Lorsque la puja se termine, l’après-midi est déjà bien entamée et le moine se propose de m’offrir l’hospitalité au gonpa. Je m’en vois évidemment ravi, puisque cela me permettra d’apprécier, ne fut-ce que pour une nuit, la quiétude qu’un moine peut ressentir lorsqu’il est dans ce gonpa troglodyte. Je ne me pose d’ailleurs aucune question, ni sur l’organisation du repas et ni de l’endroit où je vais pouvoir dormir.
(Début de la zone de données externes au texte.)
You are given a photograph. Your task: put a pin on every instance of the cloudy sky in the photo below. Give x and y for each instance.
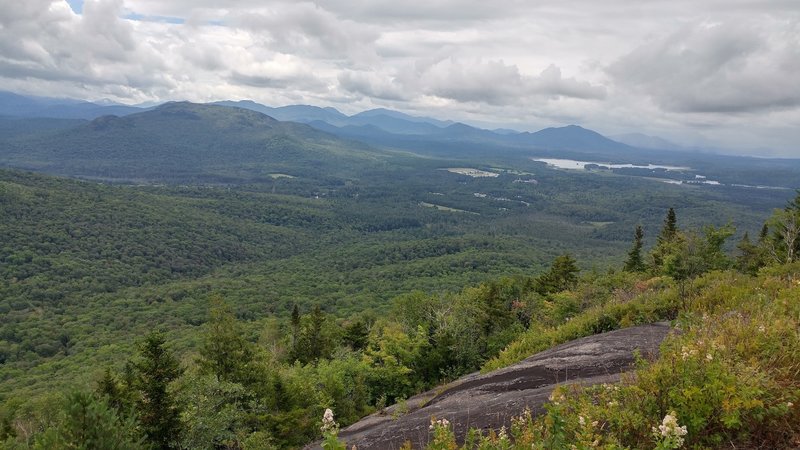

Je me laisse simplement aller vers la cause immatérielle afin de vivre ce moment de la meilleure façon qu’il soit.
Cette nuit a été incroyablement douce, mais il me faut maintenant retourner vers la cause matérielle et penser à continuer mon chemin. Le temps de refermer mon sac, de boire un thé au beurre, de jeter un dernier regard plongeant sur le village depuis le balcon du gonpa et me voilà prêt à troquer ce havre de paix pour la suite de l’aventure qui, je l’espère, sera tout aussi riche en rencontres, qu’en ce début de périple.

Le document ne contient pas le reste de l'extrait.